Special Collections Department, University of Virginia Library
Albert and Shirley Small Special Collections Library© 2001 By the Rector and Visitors of the University of Virginia. All rights reserved.
Funding: Web version of the finding aid funded in part by a grant from the National Endowment for the Humanities.
Processed by: Special Collections Department
There are no restrictions.
See the University of Virginia Library’s use policy.
Timothy Pickering Letter, 1797, Accession #11163, Special Collections Dept., University of Virginia Library, Charlottesville, Va.
This letter was purchased by the University of Virginia Library from Jerry Showalter, Ivy, Virginia, on December 19, 1994.
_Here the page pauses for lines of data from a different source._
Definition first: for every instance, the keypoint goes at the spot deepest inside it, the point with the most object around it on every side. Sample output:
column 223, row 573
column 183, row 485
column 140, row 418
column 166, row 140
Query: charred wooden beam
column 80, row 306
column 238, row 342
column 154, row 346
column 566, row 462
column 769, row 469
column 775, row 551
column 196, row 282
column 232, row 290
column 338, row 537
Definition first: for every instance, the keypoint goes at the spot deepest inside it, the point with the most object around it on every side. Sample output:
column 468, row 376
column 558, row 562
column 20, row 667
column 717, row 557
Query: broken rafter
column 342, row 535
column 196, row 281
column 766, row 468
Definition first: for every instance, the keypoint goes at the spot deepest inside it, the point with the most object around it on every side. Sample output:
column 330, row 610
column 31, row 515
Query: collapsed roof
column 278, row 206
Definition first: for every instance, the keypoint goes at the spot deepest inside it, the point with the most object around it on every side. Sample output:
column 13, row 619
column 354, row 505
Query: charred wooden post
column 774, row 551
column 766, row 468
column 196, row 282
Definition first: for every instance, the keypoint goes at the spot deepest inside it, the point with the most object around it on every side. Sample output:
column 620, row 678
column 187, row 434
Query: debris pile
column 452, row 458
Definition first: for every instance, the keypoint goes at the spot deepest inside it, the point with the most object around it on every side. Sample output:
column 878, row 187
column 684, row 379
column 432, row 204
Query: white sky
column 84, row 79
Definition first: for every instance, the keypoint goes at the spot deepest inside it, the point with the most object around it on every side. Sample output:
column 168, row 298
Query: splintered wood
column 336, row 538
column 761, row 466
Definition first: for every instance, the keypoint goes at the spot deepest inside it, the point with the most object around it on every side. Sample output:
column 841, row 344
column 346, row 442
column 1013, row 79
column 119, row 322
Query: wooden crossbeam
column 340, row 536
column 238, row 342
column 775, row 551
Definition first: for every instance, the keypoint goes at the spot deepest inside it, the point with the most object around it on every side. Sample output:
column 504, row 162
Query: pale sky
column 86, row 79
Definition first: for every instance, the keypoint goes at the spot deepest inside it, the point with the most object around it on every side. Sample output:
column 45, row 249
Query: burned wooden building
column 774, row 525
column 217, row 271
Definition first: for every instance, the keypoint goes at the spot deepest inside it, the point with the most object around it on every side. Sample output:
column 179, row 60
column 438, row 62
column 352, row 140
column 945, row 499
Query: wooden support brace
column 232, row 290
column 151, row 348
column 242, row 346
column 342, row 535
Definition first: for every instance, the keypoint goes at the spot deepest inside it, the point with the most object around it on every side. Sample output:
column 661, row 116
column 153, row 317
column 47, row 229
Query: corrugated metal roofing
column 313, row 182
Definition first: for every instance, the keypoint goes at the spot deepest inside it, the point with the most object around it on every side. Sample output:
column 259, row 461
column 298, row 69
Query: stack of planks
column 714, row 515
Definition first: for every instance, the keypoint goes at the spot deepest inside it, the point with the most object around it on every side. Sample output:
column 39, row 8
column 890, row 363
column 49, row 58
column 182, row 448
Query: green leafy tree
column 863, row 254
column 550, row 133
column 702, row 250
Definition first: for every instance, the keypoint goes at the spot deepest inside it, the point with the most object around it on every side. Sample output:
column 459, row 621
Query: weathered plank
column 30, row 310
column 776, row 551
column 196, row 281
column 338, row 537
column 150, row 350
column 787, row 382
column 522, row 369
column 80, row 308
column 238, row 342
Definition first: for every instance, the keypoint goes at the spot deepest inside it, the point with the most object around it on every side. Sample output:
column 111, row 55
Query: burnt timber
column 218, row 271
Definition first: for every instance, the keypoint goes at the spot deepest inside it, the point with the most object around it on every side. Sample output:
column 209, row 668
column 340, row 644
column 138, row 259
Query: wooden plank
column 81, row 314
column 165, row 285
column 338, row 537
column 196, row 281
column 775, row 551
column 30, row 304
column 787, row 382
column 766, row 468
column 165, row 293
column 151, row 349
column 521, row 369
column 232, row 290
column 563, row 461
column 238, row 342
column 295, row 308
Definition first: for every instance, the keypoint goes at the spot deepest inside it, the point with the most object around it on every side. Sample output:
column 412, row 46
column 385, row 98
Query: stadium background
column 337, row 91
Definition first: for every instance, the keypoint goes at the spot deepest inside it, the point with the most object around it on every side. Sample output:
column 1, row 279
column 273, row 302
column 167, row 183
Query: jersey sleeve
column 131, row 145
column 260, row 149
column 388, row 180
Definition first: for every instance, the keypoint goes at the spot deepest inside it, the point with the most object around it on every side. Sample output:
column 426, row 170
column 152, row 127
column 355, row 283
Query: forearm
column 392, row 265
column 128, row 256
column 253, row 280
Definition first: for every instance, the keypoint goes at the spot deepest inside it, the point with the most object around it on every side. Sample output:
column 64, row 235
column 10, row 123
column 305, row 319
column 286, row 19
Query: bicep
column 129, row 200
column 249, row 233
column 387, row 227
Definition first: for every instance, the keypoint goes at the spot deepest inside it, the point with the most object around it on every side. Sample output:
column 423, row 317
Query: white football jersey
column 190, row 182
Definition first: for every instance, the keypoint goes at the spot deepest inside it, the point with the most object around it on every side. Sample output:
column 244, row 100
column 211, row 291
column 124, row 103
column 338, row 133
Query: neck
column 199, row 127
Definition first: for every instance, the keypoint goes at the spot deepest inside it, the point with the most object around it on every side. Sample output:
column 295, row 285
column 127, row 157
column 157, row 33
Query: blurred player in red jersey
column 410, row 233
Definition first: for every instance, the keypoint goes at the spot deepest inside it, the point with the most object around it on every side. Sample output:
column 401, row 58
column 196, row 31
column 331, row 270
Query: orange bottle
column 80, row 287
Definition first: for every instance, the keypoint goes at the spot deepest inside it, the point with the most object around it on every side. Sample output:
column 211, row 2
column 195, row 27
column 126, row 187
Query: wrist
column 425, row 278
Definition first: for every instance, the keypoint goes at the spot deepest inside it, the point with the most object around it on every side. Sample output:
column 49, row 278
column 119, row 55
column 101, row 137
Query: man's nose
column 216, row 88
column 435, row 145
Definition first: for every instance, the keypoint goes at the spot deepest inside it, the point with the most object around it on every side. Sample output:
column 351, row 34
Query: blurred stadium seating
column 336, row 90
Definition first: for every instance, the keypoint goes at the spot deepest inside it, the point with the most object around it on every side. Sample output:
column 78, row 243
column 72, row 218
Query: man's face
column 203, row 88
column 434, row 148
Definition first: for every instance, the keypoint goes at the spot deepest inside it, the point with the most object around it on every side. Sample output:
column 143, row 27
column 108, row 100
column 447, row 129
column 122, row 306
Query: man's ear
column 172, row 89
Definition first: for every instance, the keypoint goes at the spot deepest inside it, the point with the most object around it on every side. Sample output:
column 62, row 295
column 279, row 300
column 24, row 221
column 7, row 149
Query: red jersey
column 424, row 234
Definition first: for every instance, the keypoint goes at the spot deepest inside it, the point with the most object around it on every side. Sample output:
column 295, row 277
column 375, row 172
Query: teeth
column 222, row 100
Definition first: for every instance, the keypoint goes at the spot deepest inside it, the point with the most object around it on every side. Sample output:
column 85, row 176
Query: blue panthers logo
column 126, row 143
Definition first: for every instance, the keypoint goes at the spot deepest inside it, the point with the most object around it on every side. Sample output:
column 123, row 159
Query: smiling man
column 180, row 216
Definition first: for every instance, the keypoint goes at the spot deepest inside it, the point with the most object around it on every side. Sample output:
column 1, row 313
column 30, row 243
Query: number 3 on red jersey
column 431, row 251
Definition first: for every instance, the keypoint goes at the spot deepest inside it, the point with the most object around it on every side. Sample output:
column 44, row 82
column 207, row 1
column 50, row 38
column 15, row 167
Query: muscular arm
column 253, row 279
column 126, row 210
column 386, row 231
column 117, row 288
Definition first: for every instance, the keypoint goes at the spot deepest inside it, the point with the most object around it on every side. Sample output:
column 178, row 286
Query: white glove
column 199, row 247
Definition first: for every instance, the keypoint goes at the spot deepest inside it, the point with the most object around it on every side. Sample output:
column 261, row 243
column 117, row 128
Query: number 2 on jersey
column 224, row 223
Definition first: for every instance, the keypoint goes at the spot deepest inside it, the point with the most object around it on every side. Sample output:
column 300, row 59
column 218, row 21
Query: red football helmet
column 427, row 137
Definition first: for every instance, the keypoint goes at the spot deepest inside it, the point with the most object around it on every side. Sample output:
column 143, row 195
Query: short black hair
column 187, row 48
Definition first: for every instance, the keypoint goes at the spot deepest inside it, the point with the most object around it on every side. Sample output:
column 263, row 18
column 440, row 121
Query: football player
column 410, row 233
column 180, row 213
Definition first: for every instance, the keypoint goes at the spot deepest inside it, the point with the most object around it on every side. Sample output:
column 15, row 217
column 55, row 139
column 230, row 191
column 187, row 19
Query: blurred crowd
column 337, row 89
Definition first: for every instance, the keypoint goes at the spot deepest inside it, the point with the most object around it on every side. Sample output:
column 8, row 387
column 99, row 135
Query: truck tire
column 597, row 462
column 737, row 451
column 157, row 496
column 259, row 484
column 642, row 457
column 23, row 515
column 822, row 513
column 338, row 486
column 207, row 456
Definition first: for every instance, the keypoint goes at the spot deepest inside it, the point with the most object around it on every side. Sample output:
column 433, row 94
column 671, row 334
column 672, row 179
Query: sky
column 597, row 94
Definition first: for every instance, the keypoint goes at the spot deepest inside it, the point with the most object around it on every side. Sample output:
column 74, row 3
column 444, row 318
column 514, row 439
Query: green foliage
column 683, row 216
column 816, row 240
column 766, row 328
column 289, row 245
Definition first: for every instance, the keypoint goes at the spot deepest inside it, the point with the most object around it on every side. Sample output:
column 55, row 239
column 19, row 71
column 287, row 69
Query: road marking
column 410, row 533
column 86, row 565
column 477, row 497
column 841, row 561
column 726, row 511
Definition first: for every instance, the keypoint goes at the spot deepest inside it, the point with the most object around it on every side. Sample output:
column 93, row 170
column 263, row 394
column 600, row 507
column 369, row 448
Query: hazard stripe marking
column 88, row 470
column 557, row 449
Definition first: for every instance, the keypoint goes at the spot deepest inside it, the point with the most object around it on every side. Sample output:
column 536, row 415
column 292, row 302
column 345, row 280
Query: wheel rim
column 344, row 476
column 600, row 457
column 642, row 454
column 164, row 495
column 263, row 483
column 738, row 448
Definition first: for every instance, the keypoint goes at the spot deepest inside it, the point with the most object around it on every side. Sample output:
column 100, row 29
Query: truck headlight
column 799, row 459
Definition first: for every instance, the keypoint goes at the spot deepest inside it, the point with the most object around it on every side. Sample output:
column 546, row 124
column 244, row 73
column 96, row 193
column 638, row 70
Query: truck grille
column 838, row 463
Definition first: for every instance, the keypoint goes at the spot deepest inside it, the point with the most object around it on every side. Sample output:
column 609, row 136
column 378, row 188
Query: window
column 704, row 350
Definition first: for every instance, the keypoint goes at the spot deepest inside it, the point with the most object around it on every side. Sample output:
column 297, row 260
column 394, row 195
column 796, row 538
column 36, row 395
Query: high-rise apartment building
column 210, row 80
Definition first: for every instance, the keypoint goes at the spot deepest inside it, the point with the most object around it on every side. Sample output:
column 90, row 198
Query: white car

This collection consists of a two-page autograph letter, June 6, 1797, from Timothy Pickering (1745-1829), U.S. Secretary of State, Philadelphia, to James Wood (1741-1813), Governor of Virginia, concerning the British blocade of the French frigates Medusa and Insurgent in the harbor at Norfolk, Virginia.
Pickering refers to a copy of a letter dated May 22, 1797, from the French Vice-Consul at Norfolk to Governor Wood, which was forwarded by the Consul General of the French Republic to himself, requesting that Wood determine which of the belligerent parties would remain within the jurisdictional line of the United States until twenty-four hours after the ships of the other party had sailed.
Pickering expresses the desire of President John Adams that the response of Wood to this letter be based on the circular letter from the State Department dated April 16, 1795, and the act of the President dated June 18, 1794. The President wants Governor Wood to notify the British commander of these rules so that they can "preserve the just rights of sovereignty of these states, as well as to afford to the French no real ground of complaint that we have not maintained an impartial neutrality."